We think that the evidence before the lower court completely justified its findings that Logo prevailed over Vaauli on the third and fourth issues.

The third ground of appeal is that:

3. There were no other witnesses testified in court supporting the contention by Amoeualogo regarding his hereditary right, and it appeared that the decision of the Court was based on the testimony of Amoeualogo for the establishment of his connection by blood to the title of Salanoa.

This is in substance a reiteration of the appellant’s first ground of appeal. Even if only one witness, Logo, testified that he had xli6 blood, it does not follow that the finding of the Court that he had %6 blood was clearly *912erroneous. Furthermore, even if he had no Salanoa blood, the finding that Vaauli prevailed over Logo on the issue of hereditary right was still correct.

There is no complaint about the Court’s finding that Vaauli and Logo ranked equally on the issue of “the wish of the majority or plurality of those clans of the family as customary in that family.” In fact Utu, also counsel for Vaauli in the trial court, claimed that this should be the finding on this issue.

In retrospect the findings of the trial court on the various issues as between Vaauíi and Logo were as follows:

Vaauli prevailed over Logo on the first issue;
Vaauli and Logo were equal on the second issue;
Logo prevailed over Vaauli on the third issue;
Logo prevailed over Vaauli on the fourth issue.

The evidence in the trial court fully supported these findings.

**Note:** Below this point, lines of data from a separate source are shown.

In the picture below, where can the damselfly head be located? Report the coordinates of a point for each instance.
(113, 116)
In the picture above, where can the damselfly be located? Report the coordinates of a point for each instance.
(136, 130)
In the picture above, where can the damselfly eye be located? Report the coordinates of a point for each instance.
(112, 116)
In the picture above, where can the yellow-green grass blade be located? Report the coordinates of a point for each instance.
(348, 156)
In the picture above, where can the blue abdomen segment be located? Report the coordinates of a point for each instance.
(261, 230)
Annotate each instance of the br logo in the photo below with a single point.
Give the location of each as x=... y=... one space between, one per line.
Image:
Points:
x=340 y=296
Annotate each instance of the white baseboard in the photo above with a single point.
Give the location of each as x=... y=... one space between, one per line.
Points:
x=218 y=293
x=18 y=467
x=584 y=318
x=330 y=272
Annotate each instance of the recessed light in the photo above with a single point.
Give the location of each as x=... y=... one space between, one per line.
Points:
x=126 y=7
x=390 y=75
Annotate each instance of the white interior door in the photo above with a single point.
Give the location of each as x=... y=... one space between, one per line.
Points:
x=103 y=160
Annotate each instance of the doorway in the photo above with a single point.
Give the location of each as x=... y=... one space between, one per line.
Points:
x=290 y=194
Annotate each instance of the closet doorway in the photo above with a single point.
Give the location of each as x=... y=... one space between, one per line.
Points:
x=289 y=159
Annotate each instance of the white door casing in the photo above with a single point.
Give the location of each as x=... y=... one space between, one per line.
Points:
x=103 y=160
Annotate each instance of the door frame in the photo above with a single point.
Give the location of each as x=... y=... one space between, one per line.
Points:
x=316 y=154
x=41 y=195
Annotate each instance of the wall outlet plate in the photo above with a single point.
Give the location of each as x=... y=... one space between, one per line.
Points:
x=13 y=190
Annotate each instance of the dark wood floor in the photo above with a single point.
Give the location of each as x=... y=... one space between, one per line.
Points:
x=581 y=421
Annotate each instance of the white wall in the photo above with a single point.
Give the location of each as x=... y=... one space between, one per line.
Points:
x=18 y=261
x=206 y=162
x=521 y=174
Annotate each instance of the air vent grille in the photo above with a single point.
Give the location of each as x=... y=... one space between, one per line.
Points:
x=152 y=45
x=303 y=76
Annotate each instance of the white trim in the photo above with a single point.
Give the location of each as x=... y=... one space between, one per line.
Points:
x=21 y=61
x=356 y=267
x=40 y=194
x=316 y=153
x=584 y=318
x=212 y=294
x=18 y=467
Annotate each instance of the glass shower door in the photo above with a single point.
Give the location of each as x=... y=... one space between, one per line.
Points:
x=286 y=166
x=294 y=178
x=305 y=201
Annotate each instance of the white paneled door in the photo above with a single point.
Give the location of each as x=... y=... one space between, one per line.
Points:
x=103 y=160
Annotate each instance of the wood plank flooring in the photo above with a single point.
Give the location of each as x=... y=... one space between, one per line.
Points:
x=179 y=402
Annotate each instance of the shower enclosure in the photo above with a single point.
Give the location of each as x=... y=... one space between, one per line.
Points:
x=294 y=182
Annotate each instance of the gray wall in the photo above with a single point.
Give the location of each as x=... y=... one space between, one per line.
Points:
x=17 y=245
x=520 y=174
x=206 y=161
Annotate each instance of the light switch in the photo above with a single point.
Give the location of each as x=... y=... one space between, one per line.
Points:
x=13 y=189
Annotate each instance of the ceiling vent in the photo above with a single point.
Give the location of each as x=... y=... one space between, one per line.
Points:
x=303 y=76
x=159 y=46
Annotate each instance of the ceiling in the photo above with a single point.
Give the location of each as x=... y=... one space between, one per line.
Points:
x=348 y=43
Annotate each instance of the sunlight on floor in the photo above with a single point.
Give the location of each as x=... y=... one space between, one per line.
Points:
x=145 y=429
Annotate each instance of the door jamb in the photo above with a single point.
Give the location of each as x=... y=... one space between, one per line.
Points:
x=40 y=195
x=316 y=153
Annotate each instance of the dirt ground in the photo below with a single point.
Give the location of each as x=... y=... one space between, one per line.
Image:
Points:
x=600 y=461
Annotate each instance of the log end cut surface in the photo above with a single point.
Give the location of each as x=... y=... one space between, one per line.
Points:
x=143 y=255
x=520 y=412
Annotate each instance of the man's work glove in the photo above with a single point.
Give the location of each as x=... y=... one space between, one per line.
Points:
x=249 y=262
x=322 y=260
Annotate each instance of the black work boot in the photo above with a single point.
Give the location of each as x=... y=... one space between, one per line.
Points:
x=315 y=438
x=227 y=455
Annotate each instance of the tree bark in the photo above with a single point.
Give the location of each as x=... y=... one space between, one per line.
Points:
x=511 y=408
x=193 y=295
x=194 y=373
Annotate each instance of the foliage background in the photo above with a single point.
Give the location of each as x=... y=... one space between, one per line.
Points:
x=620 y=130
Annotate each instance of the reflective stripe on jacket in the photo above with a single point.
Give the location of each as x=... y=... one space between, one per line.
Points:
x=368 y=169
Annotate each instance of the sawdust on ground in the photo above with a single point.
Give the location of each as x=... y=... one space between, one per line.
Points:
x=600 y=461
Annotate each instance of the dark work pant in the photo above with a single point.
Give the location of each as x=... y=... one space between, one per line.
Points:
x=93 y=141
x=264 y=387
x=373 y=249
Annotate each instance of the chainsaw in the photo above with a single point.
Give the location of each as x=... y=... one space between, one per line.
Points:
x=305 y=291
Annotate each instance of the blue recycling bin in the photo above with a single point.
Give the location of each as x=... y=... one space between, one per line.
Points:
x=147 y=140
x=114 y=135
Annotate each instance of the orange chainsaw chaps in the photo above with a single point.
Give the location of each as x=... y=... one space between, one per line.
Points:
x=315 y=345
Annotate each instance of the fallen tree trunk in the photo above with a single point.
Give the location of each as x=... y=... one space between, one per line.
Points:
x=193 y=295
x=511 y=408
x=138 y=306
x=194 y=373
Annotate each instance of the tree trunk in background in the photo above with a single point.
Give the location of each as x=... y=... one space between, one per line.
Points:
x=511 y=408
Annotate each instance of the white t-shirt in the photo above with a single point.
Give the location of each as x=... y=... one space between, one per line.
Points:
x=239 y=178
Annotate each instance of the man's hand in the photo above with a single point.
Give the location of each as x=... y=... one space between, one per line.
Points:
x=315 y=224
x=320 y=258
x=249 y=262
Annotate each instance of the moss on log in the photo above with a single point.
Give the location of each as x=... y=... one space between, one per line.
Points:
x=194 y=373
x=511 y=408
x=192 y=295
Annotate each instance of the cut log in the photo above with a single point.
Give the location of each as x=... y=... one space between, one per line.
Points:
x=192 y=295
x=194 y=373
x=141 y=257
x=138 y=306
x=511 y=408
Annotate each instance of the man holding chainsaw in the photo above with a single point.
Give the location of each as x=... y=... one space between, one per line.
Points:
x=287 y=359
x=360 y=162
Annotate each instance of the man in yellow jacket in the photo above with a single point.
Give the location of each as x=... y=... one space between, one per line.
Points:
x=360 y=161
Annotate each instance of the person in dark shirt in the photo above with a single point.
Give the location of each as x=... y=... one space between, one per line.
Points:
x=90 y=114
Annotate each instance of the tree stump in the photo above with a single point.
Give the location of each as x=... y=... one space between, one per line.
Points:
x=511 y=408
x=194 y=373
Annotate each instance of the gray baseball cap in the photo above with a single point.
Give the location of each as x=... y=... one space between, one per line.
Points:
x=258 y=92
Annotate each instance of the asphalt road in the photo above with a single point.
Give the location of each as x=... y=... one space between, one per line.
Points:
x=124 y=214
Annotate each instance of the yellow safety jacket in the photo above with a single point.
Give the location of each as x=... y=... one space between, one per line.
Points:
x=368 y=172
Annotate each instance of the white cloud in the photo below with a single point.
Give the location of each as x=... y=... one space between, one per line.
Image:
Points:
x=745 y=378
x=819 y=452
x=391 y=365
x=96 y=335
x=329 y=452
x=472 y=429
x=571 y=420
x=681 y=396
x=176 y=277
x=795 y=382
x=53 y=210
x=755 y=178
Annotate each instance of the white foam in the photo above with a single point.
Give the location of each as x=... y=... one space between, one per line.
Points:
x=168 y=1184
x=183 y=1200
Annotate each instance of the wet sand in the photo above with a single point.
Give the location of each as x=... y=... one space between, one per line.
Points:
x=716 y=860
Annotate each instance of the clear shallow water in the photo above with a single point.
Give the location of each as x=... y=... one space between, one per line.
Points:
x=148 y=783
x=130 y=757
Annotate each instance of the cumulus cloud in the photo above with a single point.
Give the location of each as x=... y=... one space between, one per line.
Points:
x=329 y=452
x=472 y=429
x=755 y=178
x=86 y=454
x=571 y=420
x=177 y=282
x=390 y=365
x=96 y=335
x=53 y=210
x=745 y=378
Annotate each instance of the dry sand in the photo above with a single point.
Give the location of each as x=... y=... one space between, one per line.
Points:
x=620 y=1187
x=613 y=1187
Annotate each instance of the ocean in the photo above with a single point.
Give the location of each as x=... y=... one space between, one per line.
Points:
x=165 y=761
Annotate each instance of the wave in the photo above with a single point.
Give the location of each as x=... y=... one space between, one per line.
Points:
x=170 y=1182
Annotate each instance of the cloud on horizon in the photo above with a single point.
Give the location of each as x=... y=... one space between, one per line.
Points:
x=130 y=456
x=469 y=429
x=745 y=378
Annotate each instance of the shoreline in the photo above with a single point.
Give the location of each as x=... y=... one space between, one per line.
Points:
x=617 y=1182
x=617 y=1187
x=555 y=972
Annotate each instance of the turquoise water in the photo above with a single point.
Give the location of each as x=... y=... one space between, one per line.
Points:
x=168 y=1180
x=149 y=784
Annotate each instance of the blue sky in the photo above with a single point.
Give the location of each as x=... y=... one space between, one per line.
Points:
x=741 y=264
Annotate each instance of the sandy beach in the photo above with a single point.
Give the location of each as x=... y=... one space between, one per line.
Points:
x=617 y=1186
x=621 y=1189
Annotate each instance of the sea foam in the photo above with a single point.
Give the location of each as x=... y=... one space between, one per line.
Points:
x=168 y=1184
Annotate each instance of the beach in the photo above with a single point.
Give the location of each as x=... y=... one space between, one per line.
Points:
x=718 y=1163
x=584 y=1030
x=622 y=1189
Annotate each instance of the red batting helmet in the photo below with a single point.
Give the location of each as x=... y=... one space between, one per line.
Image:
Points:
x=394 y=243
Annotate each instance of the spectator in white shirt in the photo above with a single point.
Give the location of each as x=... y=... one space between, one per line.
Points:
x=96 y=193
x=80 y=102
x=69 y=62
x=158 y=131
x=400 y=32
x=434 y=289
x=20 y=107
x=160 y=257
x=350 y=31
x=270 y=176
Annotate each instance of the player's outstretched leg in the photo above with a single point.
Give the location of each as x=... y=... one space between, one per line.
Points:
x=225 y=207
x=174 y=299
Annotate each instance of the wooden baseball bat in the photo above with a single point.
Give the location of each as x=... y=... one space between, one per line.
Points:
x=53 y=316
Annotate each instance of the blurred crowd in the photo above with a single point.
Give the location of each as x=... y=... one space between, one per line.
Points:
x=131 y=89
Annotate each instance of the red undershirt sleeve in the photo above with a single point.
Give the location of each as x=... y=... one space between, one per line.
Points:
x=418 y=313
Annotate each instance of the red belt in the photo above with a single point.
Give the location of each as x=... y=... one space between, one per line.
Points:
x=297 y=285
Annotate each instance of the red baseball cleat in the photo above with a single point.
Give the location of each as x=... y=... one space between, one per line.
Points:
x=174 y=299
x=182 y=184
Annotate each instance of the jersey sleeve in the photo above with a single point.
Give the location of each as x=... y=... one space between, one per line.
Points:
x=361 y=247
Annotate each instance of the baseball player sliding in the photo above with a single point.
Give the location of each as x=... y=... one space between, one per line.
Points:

Not one of them was clearly erroneous.

Since the court found that Vaauli and Logo were on an equality with respect to the second issue, the question is whether the first issue is entitled to more weight than the third and fourth issues combined, or vice versa.

We think that under the statute that the third and fourth issues together are entitled to more weight than the first issue alone. In other words, the last two issues together are entitled to more weight than the first issue standing alone, and we so hold.

The fourth ground of appeal is that:

4. The decision in awarding the Salanoa title to Aumoeualogo is inconsistent with a precedent set by the court in weighing the different points and issues involved in consideration of Matai Title.

We do not believe that the trial court in holding that the third and fourth issues together were entitled to more *913weight than the first issue standing alone held contrary to the rulings in prior cases. No such case was cited to the Appellate Division on the hearing of this appeal.

Since we hold that the third and fourth issues together are entitled to more weight than the single first issue, it follows that the decree of the Trial Division should be affirmed. The statute nowhere says that one issue shall have more weight than two issues together.

ORDER

It is hereby ordered that the decree of the Trial Division awarding the title Salanoa attached to the village of Tula to Aumoeualogo upon his resignation from any other matai title held by him within three weeks be and it is hereby affirmed.

The Registrar of Titles will be informed of this order of affirmance.